Conservation fund benefits tri-parish region

Published 12:10 am Saturday, July 25, 2015

LULING — The last few years have been good ones for parks in the River Parishes.

St. Charles Parish has created new facilities, like Rathborne Park, and expanded existing ones, like Killona Park.

A key factor in these improvements is a 50-year-old law many Americans have never heard of.

The Land and Water Conservation Fund was passed by Congress in 1964 for the express purpose of protecting public lands and waters for outdoor recreation. Since then, the LWCF has funded thousands of national, state and local projects across the country.

Louisiana moved quickly to take advantage of the Fund, submitting a new plan for state parks in 1965. The LWCF helped create two national parks in Louisiana, one of which (Jean Lafitte) has units in six parishes. Twelve National Wildlife Refuges have also benefited in the state, providing prime areas for hunting, fishing and other outdoor activities.

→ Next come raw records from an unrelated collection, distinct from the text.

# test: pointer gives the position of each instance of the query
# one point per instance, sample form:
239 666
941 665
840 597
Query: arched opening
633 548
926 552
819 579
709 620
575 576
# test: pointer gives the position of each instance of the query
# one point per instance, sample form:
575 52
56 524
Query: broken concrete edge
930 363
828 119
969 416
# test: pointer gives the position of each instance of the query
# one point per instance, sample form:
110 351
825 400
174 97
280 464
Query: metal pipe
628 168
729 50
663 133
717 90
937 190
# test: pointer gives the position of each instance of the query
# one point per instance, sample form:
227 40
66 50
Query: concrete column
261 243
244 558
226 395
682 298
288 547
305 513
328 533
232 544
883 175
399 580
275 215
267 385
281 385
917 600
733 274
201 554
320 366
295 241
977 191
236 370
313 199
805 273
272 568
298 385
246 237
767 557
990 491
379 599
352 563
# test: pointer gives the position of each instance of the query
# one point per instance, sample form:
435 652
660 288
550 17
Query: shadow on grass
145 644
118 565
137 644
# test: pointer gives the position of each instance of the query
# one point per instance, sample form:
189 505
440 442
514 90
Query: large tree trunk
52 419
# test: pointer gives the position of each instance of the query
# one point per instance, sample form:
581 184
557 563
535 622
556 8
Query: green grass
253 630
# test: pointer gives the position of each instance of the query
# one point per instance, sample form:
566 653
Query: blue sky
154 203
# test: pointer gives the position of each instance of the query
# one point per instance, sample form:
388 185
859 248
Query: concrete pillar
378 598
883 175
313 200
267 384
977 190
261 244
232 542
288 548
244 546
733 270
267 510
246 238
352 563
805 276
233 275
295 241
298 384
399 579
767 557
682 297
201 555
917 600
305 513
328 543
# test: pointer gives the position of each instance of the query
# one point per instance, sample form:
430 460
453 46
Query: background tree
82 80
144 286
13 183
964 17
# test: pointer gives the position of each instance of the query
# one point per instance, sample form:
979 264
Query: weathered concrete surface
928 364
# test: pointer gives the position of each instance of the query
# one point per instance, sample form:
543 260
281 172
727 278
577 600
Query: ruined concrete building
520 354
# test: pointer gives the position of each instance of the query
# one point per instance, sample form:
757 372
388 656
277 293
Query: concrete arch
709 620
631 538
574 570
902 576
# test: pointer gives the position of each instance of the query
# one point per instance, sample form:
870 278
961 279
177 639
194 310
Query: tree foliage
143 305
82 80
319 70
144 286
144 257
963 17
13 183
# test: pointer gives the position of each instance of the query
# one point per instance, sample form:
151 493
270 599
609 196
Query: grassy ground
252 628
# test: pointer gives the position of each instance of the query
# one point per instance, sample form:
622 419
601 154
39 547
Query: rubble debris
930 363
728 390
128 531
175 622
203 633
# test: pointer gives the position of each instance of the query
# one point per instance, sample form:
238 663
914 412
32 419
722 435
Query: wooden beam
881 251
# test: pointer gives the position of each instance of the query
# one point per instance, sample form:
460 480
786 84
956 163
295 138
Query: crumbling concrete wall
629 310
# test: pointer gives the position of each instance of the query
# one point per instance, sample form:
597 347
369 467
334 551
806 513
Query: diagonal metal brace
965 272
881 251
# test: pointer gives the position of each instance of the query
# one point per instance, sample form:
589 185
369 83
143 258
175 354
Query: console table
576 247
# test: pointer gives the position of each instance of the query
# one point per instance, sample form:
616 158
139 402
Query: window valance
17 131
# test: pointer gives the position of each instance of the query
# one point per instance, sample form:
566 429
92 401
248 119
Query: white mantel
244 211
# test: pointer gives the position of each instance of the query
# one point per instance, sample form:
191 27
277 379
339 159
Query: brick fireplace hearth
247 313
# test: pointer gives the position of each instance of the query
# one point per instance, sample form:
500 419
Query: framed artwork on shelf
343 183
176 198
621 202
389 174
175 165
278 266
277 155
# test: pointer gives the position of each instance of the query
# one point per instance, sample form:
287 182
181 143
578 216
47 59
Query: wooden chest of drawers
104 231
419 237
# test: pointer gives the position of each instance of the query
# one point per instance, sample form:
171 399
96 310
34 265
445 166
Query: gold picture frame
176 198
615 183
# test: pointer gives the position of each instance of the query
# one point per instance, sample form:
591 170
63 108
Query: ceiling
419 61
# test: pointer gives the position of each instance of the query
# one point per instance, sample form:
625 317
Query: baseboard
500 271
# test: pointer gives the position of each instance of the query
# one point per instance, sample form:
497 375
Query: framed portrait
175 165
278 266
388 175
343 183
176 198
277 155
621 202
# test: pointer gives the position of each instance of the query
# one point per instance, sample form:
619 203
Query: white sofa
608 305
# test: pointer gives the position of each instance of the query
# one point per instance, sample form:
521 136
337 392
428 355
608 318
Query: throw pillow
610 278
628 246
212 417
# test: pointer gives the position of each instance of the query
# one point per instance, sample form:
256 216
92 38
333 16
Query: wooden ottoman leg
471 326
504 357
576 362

The LWCF works through partnerships and utilizes matching grants at the state level. These are managed by the Office of State Parks in Louisiana.

St. James Parish has funded eight projects through the LWCF, sponsored by the School Board, Parish Council, the Gramercy Recreation District and the Town of Lutcher.

The LWCF has enabled St. Charles Parish to improve three parks through multiple phases of their development. Ama Park was the first in 1981, sponsored by the Police Jury. Killona Park has been awarded grants for three phases of planning, totaling more than $300,000. These grants have supported baseball fields, lighting, pavilions and parking lots.

Rathborne Park’s first phase of development was helped by a LWCF grant, with a ball field, playground equipment, bleachers, pavilions and parking. The design for the second phase is being finalized and will include another ball field, bike racks and additional parking.

Holly Fonseca with St. Charles Parish Government credits the Land and Water Conservation Fund with providing substantial improvements to local parks and opportunities for outdoor recreation.

These efforts demonstrate the diversity of projects the LWCF has supported in Louisiana, ranging from National Parks to neighborhood ball fields. Even if you haven’t heard of it, the benefits of the LWCF can be seen all around the community.

Learning about the LWCF is important at this time, because the law is up for reauthorization in Congress. The LWCF is funded through offshore oil production revenues, rather than tax dollars, and utilizes those resources to improve local quality of life.